« Ultima, musée pop du jeu vidéo », une exposition orchestrée par Pierre Giner avec la complicité de Poptronics et du studio graphique Trafik, du 3 juillet au 20 septembre 2015 au lieu unique à Nantes.
« Ultima », exposition signée Pierre Giner au lieu unique à Nantes, avec Poptronics côté contenus éditoriaux. © Martin Argyroglo
Ultima, Musée pop du jeu vidéo. le lieu unique, Cnam, 2015.
< 10'07'15 >
« Ultima », l’expo plein jeux à Nantes
Poptronics est plutôt très fier de participer à l’aventure d’« Ultima, musée pop du jeu vidéo », troisième et ultime volet des expositions orchestrées par l’artiste Pierre Giner sur le monde et la culture du jeu vidéo. Après Paris (« Museogames », 2010) et Tourcoing (« Play Again », 2013), voici Nantes et le lieu unique tout cet été.
Et parce que Poptronics est en charge de tous les contenus éditoriaux, que l’expo a ouvert la semaine dernière en fanfare, et que nous étions un peu cuits pour assurer le service après vente, nous avons décidé de vous parler des coulisses du montage. Il faut dire que cette exposition-installation, à voir jusqu’au 20 septembre à Nantes, rebat les cartes du jeu vidéo. Avec un dispositif spectaculaire inédit : un mur où s’affichent une chronologie dynamique, des interviews, un texte de cadrage et un fil d’info fait face à un ciel de douze immenses écrans (4 m x 3 m) où s’enchaînent des vidéos et les parties en cours. Car à « Ultima », on joue pour de vrai, en direct, tout en découvrant un angle de cette vaste culture, du futur au genre, de la politique à la mort, de l’avatar à l’économie, de la guerre aux publics.
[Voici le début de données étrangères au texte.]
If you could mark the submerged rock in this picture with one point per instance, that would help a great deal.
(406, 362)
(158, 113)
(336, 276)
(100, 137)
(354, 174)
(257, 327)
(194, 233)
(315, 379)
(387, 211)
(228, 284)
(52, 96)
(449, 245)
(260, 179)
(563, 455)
Avec Pierre Giner, tout est toujours simple. Au début… Contacté par le lieu unique, qui voulait reprendre l’exposition « Play Again », il se proposait de la reformater avec cette promesse : « Pas de nouveaux contenus. » L’essentiel du travail devait consister à sélectionner les jeux jouables et à retravailler les interviews de spécialistes que nous avions déjà en boîte (Hideo Kojima, David Cage, Peter Molyneux, Mathieu Triclot…). Neuf mois plus tard, « Ultima » ressemble à tout, sauf à une reprise ! Et les nombreuses nuits blanches nécessaires à son accouchement correspondent à autant de textes et vidéos nés spécialement pour elle. « Ultima, musée pop du jeu vidéo », le teaser (avec l’équipe passée au crible de la fantaisie de Pierre Giner) (2015) : Des jeux jouables donc, mais lesquels ? En mars, un premier listing compte près de 250 références… Mais comment les organiser ? Très vite émerge l’idée d’un traitement thématique : bâtir une séquence avec les jeux pionniers, en consacrer une autre à la violence, une autre encore aux simulations, aux avatars, au lien avec la fiction, etc. à force de brainstorming, nous finissons par resserrer le sujet sur onze thématiques : guerre et non violence, simulations et avatar fusionnent dans vies, la mort apparaît, la culture pop aussi.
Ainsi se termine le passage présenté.